Cheesy Veggie Loaded Sweet Potatoes
Ingredients
- 1 small sweet onion, chopped
- a little olive oil or vegetable broth
- 1 medium russet potato, grated
- 4 garlic cloves, minced
- 1/2 teaspoon ground mustard seed powder
- 1/2 teaspoon garlic powder
- 1/2 teaspoon onion powder or granules
- 1/4 teaspoon red chili flakes
- 2/3 cup raw cashews
- 1 cup vegetable broth or water
- 1 tablespoon apple cider vinegar
- 1/4 cup nutritional yeast
- 1/2 teaspoon pickled horseradish (optional)
- salt to taste
- assorted vegetables of choice
- sweet potatoes
Preparation
Bake sweet potatoes until tender.
Sauté chopped sweet onion in a little olive oil or vegetable broth until translucent, about 5 minutes.
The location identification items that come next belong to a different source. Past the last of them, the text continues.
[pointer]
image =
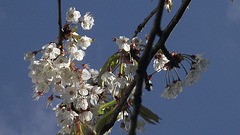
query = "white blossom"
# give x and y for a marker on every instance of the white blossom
(107, 79)
(29, 56)
(123, 43)
(50, 51)
(87, 21)
(130, 68)
(94, 95)
(78, 55)
(81, 103)
(70, 94)
(94, 73)
(72, 15)
(71, 46)
(159, 63)
(85, 75)
(61, 62)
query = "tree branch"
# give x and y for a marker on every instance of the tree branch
(142, 25)
(118, 108)
(60, 35)
(167, 31)
(142, 67)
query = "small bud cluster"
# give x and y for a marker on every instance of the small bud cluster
(197, 64)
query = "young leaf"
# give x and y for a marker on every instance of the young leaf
(103, 120)
(111, 62)
(108, 105)
(74, 29)
(148, 115)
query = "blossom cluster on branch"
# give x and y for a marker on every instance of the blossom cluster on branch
(89, 96)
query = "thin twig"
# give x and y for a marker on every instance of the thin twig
(118, 108)
(142, 25)
(142, 67)
(167, 31)
(60, 35)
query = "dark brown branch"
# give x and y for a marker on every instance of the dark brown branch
(167, 31)
(142, 67)
(60, 35)
(144, 62)
(142, 25)
(176, 19)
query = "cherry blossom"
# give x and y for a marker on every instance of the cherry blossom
(72, 15)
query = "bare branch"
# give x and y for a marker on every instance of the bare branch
(60, 35)
(142, 25)
(167, 31)
(143, 64)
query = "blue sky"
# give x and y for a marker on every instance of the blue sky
(210, 107)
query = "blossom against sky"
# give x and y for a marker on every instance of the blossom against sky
(211, 106)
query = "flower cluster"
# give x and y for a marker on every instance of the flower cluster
(197, 64)
(87, 94)
(57, 70)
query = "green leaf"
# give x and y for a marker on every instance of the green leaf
(57, 96)
(111, 62)
(74, 29)
(76, 36)
(108, 105)
(103, 120)
(148, 115)
(85, 129)
(122, 68)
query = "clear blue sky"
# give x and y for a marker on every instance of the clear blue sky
(210, 107)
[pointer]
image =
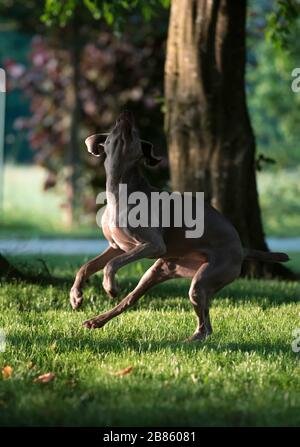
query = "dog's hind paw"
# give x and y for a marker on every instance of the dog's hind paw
(76, 298)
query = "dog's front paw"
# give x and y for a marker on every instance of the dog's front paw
(76, 298)
(95, 323)
(198, 336)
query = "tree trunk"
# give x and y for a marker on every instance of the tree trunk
(210, 139)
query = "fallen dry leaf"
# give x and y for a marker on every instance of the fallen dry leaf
(44, 378)
(124, 371)
(7, 372)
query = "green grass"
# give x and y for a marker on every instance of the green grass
(30, 212)
(245, 374)
(279, 192)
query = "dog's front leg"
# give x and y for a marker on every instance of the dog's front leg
(156, 274)
(144, 250)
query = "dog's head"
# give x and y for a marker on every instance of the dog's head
(122, 144)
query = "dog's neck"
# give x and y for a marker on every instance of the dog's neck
(130, 176)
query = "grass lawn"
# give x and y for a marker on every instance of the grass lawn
(245, 374)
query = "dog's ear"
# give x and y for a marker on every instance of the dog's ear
(95, 144)
(150, 158)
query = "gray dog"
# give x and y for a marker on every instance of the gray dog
(212, 261)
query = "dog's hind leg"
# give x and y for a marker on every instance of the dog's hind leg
(88, 269)
(212, 276)
(160, 271)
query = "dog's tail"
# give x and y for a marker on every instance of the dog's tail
(264, 256)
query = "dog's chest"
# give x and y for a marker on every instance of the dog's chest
(116, 236)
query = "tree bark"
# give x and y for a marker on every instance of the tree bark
(210, 138)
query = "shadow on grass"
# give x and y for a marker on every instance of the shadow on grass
(117, 345)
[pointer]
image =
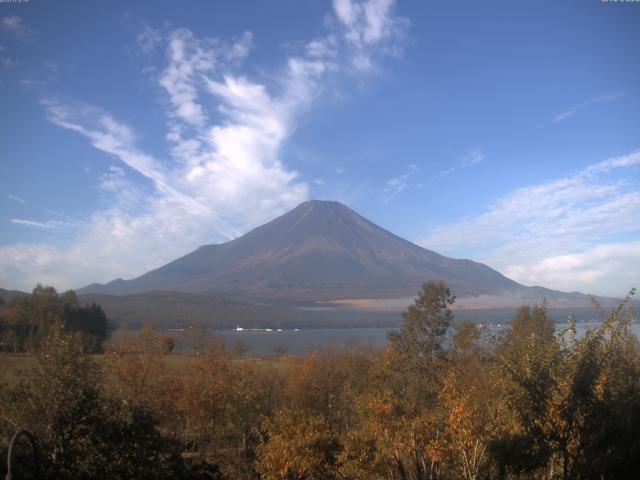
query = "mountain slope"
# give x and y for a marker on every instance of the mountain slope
(318, 251)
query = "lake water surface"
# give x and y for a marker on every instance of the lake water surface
(303, 341)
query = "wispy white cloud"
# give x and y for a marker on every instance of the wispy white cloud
(370, 27)
(575, 217)
(223, 174)
(15, 26)
(149, 40)
(398, 184)
(610, 97)
(16, 199)
(610, 268)
(48, 225)
(472, 157)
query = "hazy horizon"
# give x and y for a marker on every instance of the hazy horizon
(133, 133)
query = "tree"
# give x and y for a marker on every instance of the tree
(425, 322)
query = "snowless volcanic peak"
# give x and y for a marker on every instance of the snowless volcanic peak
(320, 250)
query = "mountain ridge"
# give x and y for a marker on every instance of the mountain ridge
(319, 251)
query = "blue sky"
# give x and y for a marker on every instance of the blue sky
(505, 132)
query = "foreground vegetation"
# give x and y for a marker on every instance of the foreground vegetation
(529, 403)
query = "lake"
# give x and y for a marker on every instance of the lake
(303, 341)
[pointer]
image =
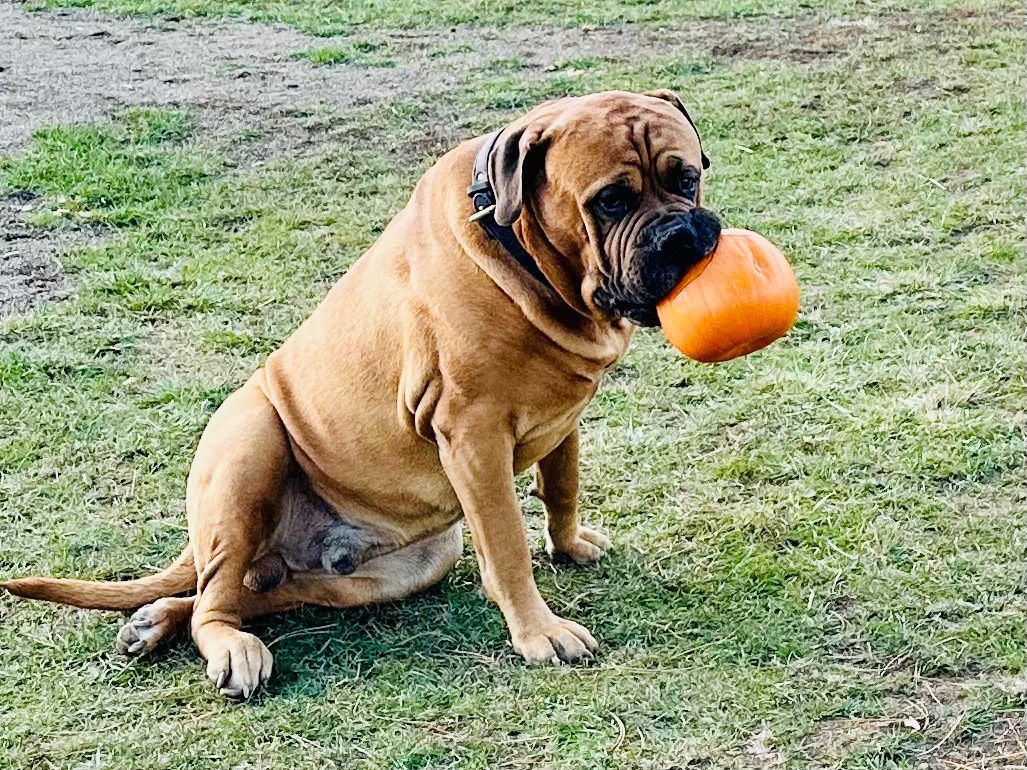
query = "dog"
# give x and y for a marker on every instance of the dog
(458, 351)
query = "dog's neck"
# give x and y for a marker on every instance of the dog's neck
(555, 308)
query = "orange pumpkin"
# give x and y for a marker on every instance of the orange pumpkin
(739, 298)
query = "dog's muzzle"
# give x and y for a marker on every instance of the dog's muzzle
(664, 251)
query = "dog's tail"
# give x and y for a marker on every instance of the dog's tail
(126, 594)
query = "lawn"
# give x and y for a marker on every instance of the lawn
(819, 549)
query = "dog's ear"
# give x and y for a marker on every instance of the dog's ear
(516, 159)
(669, 95)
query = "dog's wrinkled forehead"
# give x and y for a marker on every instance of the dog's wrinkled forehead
(580, 141)
(622, 135)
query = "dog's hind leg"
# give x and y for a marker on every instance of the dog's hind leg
(386, 578)
(233, 500)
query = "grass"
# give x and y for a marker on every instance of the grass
(819, 549)
(357, 53)
(330, 17)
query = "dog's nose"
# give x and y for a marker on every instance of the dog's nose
(684, 236)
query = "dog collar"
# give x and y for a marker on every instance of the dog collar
(484, 197)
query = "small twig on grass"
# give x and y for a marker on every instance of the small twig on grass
(302, 632)
(939, 744)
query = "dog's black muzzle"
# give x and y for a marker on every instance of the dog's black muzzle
(666, 249)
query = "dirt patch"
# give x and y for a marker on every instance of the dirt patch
(29, 272)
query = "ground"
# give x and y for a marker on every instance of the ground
(819, 549)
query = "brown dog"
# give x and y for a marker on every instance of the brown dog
(442, 364)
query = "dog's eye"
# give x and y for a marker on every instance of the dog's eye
(688, 186)
(613, 202)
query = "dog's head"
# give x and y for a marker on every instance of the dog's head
(611, 186)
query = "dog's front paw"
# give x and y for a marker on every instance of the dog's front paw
(555, 641)
(149, 625)
(586, 545)
(238, 665)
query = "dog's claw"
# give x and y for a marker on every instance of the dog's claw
(239, 665)
(558, 642)
(587, 545)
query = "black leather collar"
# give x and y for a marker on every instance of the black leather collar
(484, 197)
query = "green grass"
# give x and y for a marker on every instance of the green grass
(812, 543)
(357, 53)
(328, 17)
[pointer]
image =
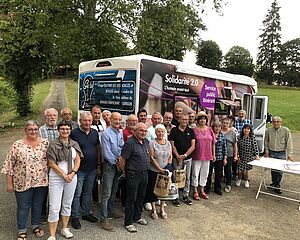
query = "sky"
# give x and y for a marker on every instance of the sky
(241, 23)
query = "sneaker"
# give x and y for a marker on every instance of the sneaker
(148, 206)
(66, 233)
(176, 202)
(142, 221)
(247, 184)
(75, 223)
(106, 225)
(187, 200)
(238, 182)
(227, 188)
(117, 215)
(131, 228)
(90, 218)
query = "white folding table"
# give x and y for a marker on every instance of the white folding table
(281, 165)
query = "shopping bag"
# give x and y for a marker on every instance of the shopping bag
(180, 177)
(162, 185)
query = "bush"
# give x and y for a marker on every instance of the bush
(7, 97)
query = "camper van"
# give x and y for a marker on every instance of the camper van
(130, 83)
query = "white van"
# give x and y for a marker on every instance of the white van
(130, 83)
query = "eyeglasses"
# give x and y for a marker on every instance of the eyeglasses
(32, 129)
(65, 129)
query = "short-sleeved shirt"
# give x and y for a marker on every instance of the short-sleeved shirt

Add grated russet potato, minced garlic, 1/2 teaspoon ground mustard seed powder, 1/2 teaspoon garlic powder, 1/2 teaspoon onion powder, and 1/4 teaspoon red chili flakes, then sauté for another minute.
Add 2/3 cup raw cashews and 1 cup vegetable broth or water, bring to a simmer, and cook until potatoes are done, about 10 minutes, adding more liquid as needed and stirring regularly.
Transfer the mixture to a blender, add 1 tablespoon apple cider vinegar and 1/4 cup nutritional yeast, and optionally 1/2 teaspoon pickled horseradish, then blend until smooth.
Season with salt to taste.
Mix in sautéed or lightly steamed vegetables of choice.
Spoon the mixture over the baked sweet potatoes and serve.
Notes
For example, use steamed broccoli, sautéed bell peppers, and mushrooms as the vegetables of choice.